Hirschfeld gibt zu jedem Spiel eine kurze Übersicht und listet verschiedene Spielprinzipien („observations“) auf, denen dann diverse
Tips und Tricks („strategies“) folgen. Viele dieser Hinweise sind
relativ offensichtlich – zumindest für einen nicht komplett unbeleckten
Spieler – aber dennoch sauber aufgeschlüsselt und mitunter durchaus
nützlich. Freilich können zu den meisten Arcade-Spielen auch nur
rudimentäre, grundlegende Tips gegeben werden, weil sich die
Spielsituationen ja aus dem zugrundeliegenden Prinzip entwickeln und
keine Lösung für jeden Schritt angeboten werden kann. Insofern bietet
Hirschfeld also eine ganze Reihe von Hinweisen, die durchaus den einen
oder anderen Anstoß geben können, die eigene Spielperformance zu
verbessern.

Hinten im Buch befinden sich einige Übungen, die Spielern empfohlen werden, um Fingerfertigkeit und Reaktionsvermögen zu verbessern – da kommt man sich doch beinahe vor wie bei einem umfassenden Sporttraining. Und vorne gibt Hirschfeld einige generelle Strategien, wie man neue Spiele meistert – davon sind vor allem die ersten beiden sehr hilfreich: Zunächst wird empfohlen, sich das Spiel ein paar Mal unbeteiligt anzusehen (im Demomodus oder durch Beobachten eines anderen Spielers), bevor man sich selber heransetzt – das war vor allem damals sinnvoll, wo jeder neue Spielversuch auch gleich Geld kostete. Und dann wird dem Leser Teamwork ans Herz gelegt: Man läßt einen Freund das Spiel beobachten, wechselt sich ab, tauscht sich über Strategien und Ansätze aus – soviel zum Thema, daß Videospiele einsam machen.

Apropos einsam: Im Vorwort geht Hirschfeld auch ganz kurz auf die schon damals geäußerten Vorbehalte gegenüber Computerspielen ein – daß sie die Spieler isolieren, daß sie süchtig machen, oder daß man dabei quasi verdummt. Der Autor schreibt nur jeweils ein paar kurze Worte zu diesen Vorwürfen – aber es ist ein wenig traurig, wenn man sieht, daß dieselben blöden Vorurteile gegenüber Computerspielen schon vor 31 Jahren bestanden und heute immer noch exakt so geäußert werden.

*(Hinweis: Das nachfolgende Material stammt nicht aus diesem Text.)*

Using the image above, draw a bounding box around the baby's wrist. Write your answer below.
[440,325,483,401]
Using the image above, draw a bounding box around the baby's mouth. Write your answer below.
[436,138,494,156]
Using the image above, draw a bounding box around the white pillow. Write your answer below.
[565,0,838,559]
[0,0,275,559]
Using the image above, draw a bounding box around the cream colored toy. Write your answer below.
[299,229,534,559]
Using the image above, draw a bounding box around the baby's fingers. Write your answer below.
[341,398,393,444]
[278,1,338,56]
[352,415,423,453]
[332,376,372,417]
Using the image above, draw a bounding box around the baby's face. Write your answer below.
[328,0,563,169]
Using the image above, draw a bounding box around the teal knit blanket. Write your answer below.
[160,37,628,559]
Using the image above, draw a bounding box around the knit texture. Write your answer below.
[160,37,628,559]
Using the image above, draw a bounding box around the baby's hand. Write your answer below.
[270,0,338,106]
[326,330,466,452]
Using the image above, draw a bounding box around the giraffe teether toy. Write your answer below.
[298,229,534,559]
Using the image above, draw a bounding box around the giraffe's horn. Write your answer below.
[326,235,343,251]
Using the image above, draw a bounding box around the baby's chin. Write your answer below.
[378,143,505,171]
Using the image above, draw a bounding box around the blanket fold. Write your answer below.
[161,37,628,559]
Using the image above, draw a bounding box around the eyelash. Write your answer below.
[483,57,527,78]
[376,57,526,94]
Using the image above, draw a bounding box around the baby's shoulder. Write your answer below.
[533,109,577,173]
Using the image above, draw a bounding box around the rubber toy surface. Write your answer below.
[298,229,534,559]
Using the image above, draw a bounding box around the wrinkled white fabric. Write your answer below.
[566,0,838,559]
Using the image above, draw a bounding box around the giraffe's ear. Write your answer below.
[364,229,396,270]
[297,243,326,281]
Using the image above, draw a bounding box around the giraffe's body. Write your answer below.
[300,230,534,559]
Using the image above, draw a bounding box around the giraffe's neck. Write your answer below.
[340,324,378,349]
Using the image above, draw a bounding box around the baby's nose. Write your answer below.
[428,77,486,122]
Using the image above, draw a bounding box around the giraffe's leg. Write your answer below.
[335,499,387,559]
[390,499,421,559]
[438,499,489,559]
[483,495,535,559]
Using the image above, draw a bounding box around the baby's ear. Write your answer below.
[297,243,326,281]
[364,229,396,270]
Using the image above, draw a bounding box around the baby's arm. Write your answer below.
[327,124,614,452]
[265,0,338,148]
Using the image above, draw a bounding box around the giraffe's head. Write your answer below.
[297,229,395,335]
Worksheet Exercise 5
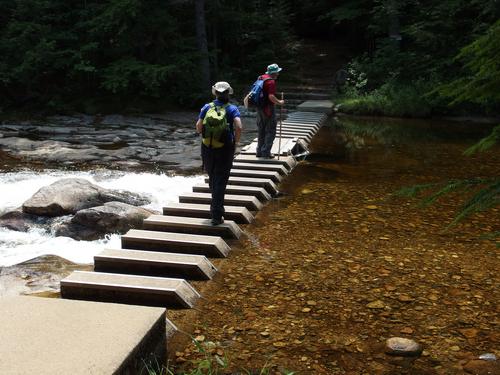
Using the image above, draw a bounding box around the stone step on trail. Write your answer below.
[276,129,312,144]
[297,97,333,114]
[287,111,328,120]
[278,124,318,135]
[233,161,288,176]
[283,122,320,133]
[283,119,322,127]
[142,215,243,239]
[121,229,231,258]
[94,249,217,280]
[61,271,200,309]
[179,193,262,211]
[234,154,297,171]
[229,168,282,183]
[213,177,278,197]
[193,184,271,203]
[163,203,255,224]
[0,296,171,375]
[283,116,325,124]
[250,133,310,148]
[282,119,323,128]
[241,138,303,156]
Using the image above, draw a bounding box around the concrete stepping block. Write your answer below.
[276,129,314,142]
[282,121,321,131]
[179,193,262,211]
[241,138,300,156]
[284,116,323,124]
[286,114,326,122]
[233,161,288,176]
[121,229,231,258]
[278,124,318,135]
[193,184,272,202]
[234,154,297,171]
[276,130,312,144]
[289,111,327,117]
[205,176,278,197]
[297,100,333,113]
[94,249,217,280]
[143,215,243,239]
[229,168,282,183]
[0,296,170,375]
[61,271,200,309]
[163,203,255,224]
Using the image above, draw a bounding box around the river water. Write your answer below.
[0,170,203,266]
[0,112,262,266]
[0,114,498,300]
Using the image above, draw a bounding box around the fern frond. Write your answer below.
[464,125,500,156]
[448,179,500,228]
[394,183,438,198]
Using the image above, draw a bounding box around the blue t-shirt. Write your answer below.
[198,99,241,142]
[198,99,241,125]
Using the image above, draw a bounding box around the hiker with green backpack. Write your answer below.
[196,81,242,225]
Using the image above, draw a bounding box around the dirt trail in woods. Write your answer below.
[168,121,500,375]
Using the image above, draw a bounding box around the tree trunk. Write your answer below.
[195,0,211,92]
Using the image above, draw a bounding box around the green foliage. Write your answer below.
[438,21,500,105]
[323,0,500,116]
[0,0,295,110]
[337,81,435,117]
[396,177,500,231]
[465,125,500,155]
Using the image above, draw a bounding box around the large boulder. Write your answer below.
[54,202,153,241]
[23,178,150,216]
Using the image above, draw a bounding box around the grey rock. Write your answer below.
[479,353,497,361]
[54,202,153,240]
[385,337,423,357]
[0,209,38,232]
[22,178,150,216]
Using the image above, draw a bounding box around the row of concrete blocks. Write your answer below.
[61,112,326,308]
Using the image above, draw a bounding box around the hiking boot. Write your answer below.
[212,217,224,225]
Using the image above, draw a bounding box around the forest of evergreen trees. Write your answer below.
[0,0,500,116]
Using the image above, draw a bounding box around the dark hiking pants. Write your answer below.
[201,144,234,220]
[257,108,276,156]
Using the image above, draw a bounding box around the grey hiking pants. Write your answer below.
[256,107,277,156]
[201,142,234,219]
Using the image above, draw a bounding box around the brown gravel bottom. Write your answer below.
[168,128,500,375]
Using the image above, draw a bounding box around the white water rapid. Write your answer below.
[0,170,203,266]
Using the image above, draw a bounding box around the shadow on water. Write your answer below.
[282,116,496,194]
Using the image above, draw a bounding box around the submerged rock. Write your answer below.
[464,359,500,375]
[385,337,423,357]
[55,202,153,240]
[0,209,39,232]
[22,178,150,216]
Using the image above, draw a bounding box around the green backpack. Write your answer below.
[201,102,229,148]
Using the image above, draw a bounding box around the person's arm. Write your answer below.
[196,118,203,134]
[268,94,285,105]
[233,117,243,146]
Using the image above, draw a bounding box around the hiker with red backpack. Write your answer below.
[196,81,243,225]
[244,64,285,159]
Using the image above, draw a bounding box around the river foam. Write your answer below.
[0,170,203,266]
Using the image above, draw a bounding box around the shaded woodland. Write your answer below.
[0,0,500,116]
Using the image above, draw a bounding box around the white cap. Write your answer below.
[212,81,233,95]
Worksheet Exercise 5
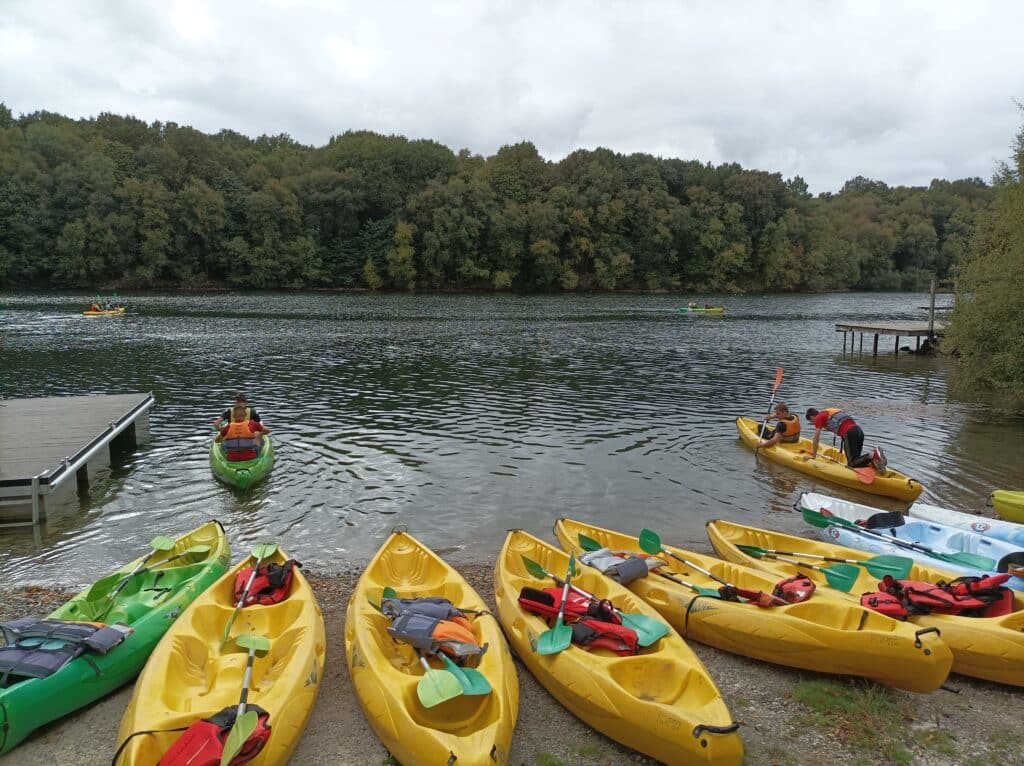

Eine interessante Randnotiz sei diesbezüglich noch angemerkt: In seinem Vorwort (das mit den schönen und historisch betrachteten absolut korrekten Worten „Video games are not a fad“ beginnt) schreibt Hirschfeld einen Satz, dem man rückblickend betrachtet nur absolut zustimmen kann. „In a society moving toward complete computerization, the games teach self-reliance and computer confidence.“  Wie wahr: Damals wurde das Hobby des Computerspielens noch belächelt und als Zeitverschwendung betrachtet – eigentlich generell jede Beschäftigung mit dieser „Kiste“ (ob nun Computer, Konsole oder sonstiges elektronisches Gerät), die von den Erwachsenen so gerne mit abfälligen Kommentaren abgetan wurde. Und heute, wo kein Mensch mehr um den Computer herumkommt, wundern sich die Älteren und unsere nicht-spielerfahrenen Altersgenossen, warum wir diese Technik so aus dem FF beherrschen. Tja, liebe Leute: Vielleicht war diese Beschäftigung – abgesehen von den vielen spaßigen und mitreißenden Momenten – ja doch sogar, entgegen eurer Beurteilung, zu etwas nütze?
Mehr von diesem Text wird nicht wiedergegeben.